Our case presented with swallowing difficulties and nausea during the course of the disease and showed brainstem involvement on imaging, which cannot be ruled out as a manifestation of area postrema syndrome (APS). APS is characterized by severe nausea, vomiting and hiccups due to dysfunction of the area postrema in the medulla oblongata, which regulates the emetic reflex. APS can result from various underlying conditions, including demyelinating diseases, ischemic stroke, brainstem encephalitis, and tumors in the AP area (such as glioblastoma) [11–14]. APS is more common in NMOSD[14]. However, MOG-IgG-positive, AQP-4-negative patients have occasionally been reported with lesions in the area postrema (AP) and area postrema syndrome (APS), although this association is rare.
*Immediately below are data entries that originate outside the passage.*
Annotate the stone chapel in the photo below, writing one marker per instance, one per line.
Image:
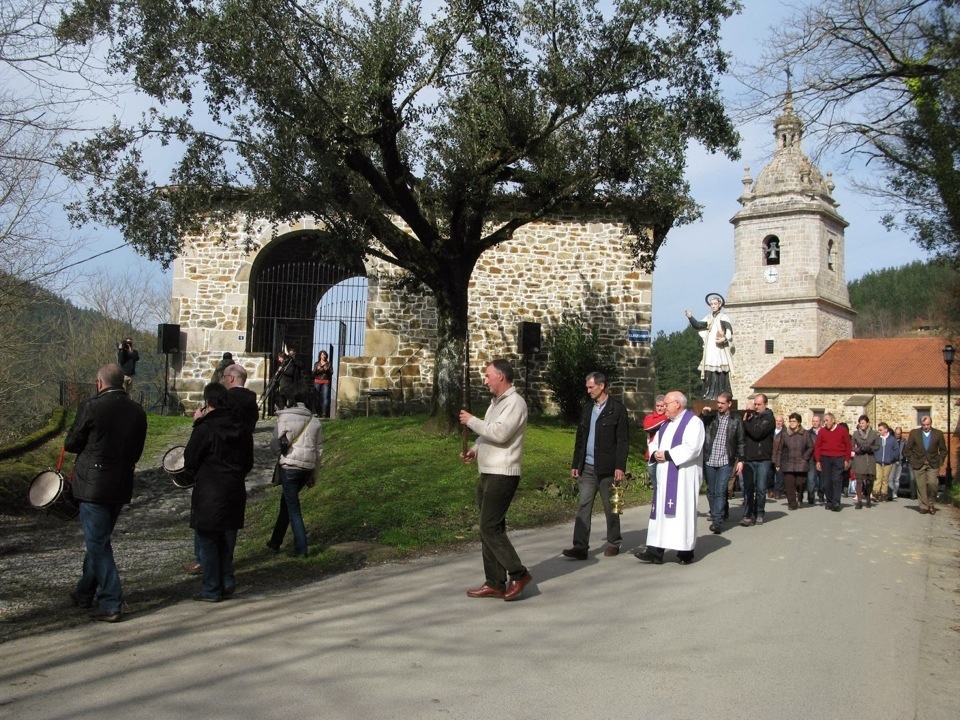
(788, 296)
(380, 336)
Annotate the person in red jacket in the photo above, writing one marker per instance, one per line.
(652, 423)
(832, 451)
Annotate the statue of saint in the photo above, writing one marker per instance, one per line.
(716, 330)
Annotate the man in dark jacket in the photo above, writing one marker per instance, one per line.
(723, 451)
(758, 426)
(926, 452)
(127, 359)
(107, 435)
(599, 460)
(218, 457)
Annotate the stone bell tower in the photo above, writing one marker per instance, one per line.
(788, 296)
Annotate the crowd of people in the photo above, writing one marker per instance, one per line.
(756, 451)
(108, 436)
(769, 457)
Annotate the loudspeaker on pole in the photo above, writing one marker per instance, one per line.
(168, 338)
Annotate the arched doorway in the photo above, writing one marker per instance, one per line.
(300, 301)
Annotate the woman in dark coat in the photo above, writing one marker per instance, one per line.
(792, 458)
(218, 457)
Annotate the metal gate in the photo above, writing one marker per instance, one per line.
(309, 306)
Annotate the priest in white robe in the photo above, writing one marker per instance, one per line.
(678, 449)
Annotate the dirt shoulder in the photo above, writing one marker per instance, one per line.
(41, 557)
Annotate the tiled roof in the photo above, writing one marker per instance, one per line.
(869, 364)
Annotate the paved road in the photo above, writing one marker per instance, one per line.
(815, 615)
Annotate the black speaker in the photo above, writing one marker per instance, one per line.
(528, 336)
(168, 338)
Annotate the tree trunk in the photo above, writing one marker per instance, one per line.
(448, 367)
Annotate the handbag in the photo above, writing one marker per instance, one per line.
(285, 446)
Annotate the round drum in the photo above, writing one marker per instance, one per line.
(173, 466)
(50, 492)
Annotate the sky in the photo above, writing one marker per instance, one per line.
(697, 258)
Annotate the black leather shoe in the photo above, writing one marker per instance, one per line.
(515, 589)
(77, 602)
(575, 553)
(647, 556)
(105, 615)
(485, 591)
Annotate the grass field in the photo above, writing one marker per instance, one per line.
(384, 481)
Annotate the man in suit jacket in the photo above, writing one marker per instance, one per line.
(925, 451)
(599, 461)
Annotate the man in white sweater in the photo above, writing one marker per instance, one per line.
(498, 450)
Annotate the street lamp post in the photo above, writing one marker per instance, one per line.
(948, 359)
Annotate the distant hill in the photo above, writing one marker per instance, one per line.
(45, 339)
(896, 301)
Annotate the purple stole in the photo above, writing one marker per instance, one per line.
(673, 471)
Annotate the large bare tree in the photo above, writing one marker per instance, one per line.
(465, 124)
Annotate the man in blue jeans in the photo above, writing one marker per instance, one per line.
(599, 461)
(108, 435)
(758, 426)
(814, 486)
(723, 450)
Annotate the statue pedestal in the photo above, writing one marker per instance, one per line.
(699, 404)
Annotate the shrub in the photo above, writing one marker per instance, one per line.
(575, 352)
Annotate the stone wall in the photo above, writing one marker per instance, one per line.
(577, 265)
(895, 409)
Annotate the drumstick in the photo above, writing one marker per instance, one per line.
(465, 440)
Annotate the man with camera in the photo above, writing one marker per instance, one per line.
(127, 358)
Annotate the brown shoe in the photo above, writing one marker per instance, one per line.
(485, 591)
(515, 590)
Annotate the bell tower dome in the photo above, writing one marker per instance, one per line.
(788, 296)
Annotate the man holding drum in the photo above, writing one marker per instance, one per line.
(107, 435)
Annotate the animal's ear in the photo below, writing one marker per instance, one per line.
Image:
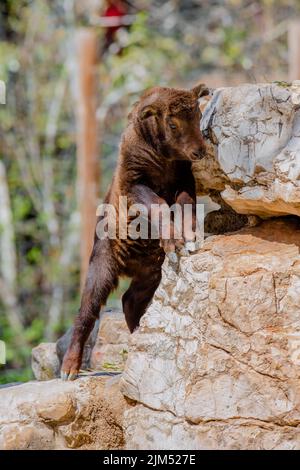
(148, 111)
(200, 90)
In a study of 50 adult patients with MOG-IgG-positive optic neuritis and/or myelitis, 8 had lesions in the medulla oblongata, with only 2 near the fourth ventricle, and 1 presenting with APS [15]. Similarly, in a pediatric case series of 26 MOG-IgG-positive patients, only 1 had APS, compared to 4 out of 8 AQP-4-positive patients [16]. A study by Chen and colleagues also showed that 7 out of 200 MOG IgG positive patients had APS, while 47 out of 332 NMOSD patients had APS [14]. Rare APS manifestations make the diagnosis of MOGAD more challenging.
In summary, our case demonstrates that antibody testing is crucial for distinguishing between MOGAD and central nervous system tumors. We recommend incorporating antibody testing when imaging studies are inconclusive in diagnosing tumors or demyelinating diseases.